The parasol here is what I see as casting a foundation. Postgraduates may do this alone, or maybe the groundwork was laid with a supportive family, or by a privileged secondary education. The pale light of the shadow is the determination to see a project through.

Many tertiary students attend a university far from home. The postgraduate experience has reminded me how we can quickly spend more time in the university than we do in our houses. As a postgraduate, you finish a degree in at least two years but sometimes up to five (or seven if you stick around for a postdoc). There’s an intimacy and proximity in pursuing postgraduate studies together, not the least because we spend a wealth of time in the same space.

Ultimately, we are all building one another’s houses. Stay with me on this:

Imagine for a moment your life as a dream; a plan… You are the architect. You have an idea of which stairs need to lead where, the type of windows you want to gaze through at the world, and which areas in your life you’d prefer to keep private. As I have engaged in my higher degrees, I encounter peers, professors, groundskeepers, cleaning staff, administrators or undergraduate students who actively build me up or (hopefully, unintentionally) break bits of my house down. This allows me to understand myself better through my strengths and points of weakness; areas where I need to put in work; humility to ask for help when I need it.

Research groups are to the postgraduate experience what architecture firms are to the industry of construction. They have a particular niche; a style of design they like to follow; shared interest in brainstorming new projects. Still, opportunities to collaborate across research groups or even across research institutions can build the strongest houses.

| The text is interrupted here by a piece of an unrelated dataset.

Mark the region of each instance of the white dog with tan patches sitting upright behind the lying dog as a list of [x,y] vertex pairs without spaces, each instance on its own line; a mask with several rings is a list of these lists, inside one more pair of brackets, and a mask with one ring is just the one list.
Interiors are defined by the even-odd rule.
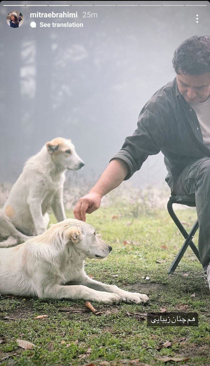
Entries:
[[70,140],[55,138],[47,142],[26,162],[11,189],[0,213],[0,237],[6,239],[12,235],[27,240],[27,236],[42,234],[49,221],[50,207],[57,221],[65,220],[64,172],[80,169],[83,165]]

Over time, just as in construction, each academic scholar gathers the knowledge of how to build from the ground up. Their expertise is shaped with experience and through making mistakes. So, my unsolicited but honest advice for anyone laying the foundation for a postgraduate degree or path in academia is this:

  • Know enough about the type of house you want to build that your vision is clear.
  • Work with people who have skills where you have space to learn.
  • Accommodate using new materials or adjusting your planned budget and timeline.
  • Remember that things will likely go wrong, and you may need to return to the drawing board.
  • Keep building your house, and one another’s, one brick at a time.

Somewhere between a childhood dream and placement on the waiting list for the Bachelor of Architectural Studies, a natural human process occurred: I changed my mind. I had experienced compromised health for some years, and my problem-solving side nudged me into a pursuit of understanding the human body. I’m still fascinated by structure; shadows; lines; shapes. Biology is the architecture of deities, and even architects look to the natural world for sustainable solutions. In following my own advice, I embrace both the biologist and the architect within – ever ready to return to the drawing board again.